Depuis quelques jours, j’ai des images en tête : La
petite Yéménite de 8 ans décédée au courant de sa nuit de noces. Les petits et grands enfants syriens victimes des armes chimiques. Le petit chinois dont les yeux ont été
arrachés par une femme démente. Depuis quelques jours, j’ai pas le moral. Et,
je me demande pourquoi. Comment voulez-vous. Je suis pas fière de notre monde. Il
se fait mal là où ça fait le plus mal. Il n’aime pas ses enfants. Le monde il
est pas beau. Parfois oui, mais en ce moment, je broie son noir. Pourquoi il
fait mal à ses enfants? Pourquoi il fait mal, tout simplement?
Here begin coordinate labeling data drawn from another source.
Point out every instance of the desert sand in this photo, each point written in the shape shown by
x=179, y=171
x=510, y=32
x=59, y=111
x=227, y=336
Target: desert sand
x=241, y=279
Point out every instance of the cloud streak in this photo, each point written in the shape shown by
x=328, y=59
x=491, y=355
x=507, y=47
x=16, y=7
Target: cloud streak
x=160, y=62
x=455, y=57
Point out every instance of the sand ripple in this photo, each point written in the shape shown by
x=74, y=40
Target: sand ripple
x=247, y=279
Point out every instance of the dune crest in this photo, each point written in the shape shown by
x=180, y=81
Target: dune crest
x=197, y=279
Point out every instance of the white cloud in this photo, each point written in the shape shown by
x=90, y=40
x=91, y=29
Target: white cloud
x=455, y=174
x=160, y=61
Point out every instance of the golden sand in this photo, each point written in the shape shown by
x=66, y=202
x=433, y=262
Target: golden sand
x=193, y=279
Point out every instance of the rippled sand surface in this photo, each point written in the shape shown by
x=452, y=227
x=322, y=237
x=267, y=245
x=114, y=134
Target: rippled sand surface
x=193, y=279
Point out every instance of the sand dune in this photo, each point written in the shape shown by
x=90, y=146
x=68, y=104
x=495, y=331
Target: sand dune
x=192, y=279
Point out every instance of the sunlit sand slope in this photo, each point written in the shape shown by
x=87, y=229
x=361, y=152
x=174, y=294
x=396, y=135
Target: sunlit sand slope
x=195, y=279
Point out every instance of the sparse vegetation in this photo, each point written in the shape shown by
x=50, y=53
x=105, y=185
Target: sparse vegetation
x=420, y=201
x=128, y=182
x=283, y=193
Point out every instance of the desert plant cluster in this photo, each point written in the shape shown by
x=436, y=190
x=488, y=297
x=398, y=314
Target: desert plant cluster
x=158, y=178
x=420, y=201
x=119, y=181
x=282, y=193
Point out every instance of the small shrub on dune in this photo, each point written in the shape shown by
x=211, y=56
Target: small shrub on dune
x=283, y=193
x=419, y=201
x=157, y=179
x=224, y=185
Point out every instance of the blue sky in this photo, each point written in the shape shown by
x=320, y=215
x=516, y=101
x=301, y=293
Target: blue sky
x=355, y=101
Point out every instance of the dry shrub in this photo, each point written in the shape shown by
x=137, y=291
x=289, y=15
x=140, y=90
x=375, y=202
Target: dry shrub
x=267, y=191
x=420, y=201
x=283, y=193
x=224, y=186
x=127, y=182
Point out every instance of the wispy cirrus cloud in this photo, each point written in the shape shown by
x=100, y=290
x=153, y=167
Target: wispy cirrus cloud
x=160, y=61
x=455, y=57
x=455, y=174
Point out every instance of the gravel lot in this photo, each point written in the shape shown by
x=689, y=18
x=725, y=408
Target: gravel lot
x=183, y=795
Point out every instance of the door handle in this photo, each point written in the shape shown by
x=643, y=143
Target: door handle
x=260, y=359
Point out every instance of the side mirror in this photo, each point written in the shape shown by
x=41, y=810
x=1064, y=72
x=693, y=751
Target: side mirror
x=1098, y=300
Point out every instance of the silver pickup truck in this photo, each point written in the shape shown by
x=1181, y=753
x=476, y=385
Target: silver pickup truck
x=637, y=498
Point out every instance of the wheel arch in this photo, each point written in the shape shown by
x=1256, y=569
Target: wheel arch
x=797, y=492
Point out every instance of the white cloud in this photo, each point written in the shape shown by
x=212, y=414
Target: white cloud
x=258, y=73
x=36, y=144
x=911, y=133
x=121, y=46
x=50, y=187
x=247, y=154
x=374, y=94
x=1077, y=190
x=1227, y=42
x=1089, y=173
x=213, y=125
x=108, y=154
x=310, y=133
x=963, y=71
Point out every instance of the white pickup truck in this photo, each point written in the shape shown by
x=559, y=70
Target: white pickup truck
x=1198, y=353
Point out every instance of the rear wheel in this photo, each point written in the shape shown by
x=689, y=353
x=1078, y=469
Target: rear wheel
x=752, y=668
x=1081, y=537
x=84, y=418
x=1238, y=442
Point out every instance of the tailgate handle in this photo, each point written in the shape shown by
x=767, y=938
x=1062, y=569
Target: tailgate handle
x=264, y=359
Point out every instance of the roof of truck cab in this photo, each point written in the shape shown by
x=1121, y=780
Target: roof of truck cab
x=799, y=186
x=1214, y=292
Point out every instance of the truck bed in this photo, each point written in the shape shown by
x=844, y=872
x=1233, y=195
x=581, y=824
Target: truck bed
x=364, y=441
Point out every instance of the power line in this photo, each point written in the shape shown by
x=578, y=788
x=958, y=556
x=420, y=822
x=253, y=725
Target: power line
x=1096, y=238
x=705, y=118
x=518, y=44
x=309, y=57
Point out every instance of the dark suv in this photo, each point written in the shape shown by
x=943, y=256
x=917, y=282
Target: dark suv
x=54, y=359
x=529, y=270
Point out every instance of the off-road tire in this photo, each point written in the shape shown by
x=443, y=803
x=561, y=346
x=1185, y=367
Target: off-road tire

Naître pour
martyriser et tuer, c’est possible? Mais, à quoi ça sert au juste? À procurer
un sentiment de béatitude? Je ne comprends pas en quoi faire le mal, fait du
bien. C’est un principe que je ne m’explique pas. Comme la plupart des gens
d’ailleurs. Enfin, j’ose croire. Et, le mal, ce mal, le monde ne le fait pas
qu’au-travers des actes aussi extrêmes. Il le
répand jour après jour autour de lui. Sans vraiment s’en rendre compte. Enfin,
j’ose croire.
Quand on lui coupe la route, il lui en veut à mort à ce
connard dans l’autre voiture. Ça vient le chercher au plus profond de ses
entrailles et il serait capable de la pire vengeance si ce n’était pas du fait
que rouler sur ce connard pourrait endommager sa carrosserie. C’est de la haine
profonde, pure et viscérale. Tout le monde a une histoire du genre à raconter
et quand il s’y met, ça provoque tout un tollé. Parce que tout le monde a déjà voulu
tuer un cave qui l’a dépassé par la droite. Au lieu de ça, le cave s’est vu
recevoir un doigt d’honneur. Moins dommageable, mais tout aussi porteur
d’agressivité.
Pendant ce temps, nos enfants regardent.
Le monde n’aime pas qu’on le contrarie. Si le voisin a le
malheur d’avoir une opinion divergente de la sienne, il l’insulte :
« Ta mère aurait dû avorter! », « T’es une lopette, tu devrais
te suicider! ». Ça arrive chaque jour sur les réseaux sociaux. Le monde ne
défend plus ses idées, il traite les autres de tous les noms. Puis, le monde il
est content de tirer sur tout ce qui ose parler. C’est si valorisant d’intimider
autrui et ce n’est pas si grave puisqu’il y a un écran pour désamorcer
les préjugés.
Pendant ce temps, nos enfants voient.
J’ai vu le monde s’enflammer pour une partie de hockey de
niveau atome. Atome je vous dis! Ils ont à peine dix ans et déjà on leur met
autant de pression qu'en subit un urgentologue ». Heille le
monde, vos jeunes ne sauvent pas des vies, ils s’amusent! Des batailles de
parents dans les estrades. Ce n’est pas une légende, je l’ai vu de mes yeux vu.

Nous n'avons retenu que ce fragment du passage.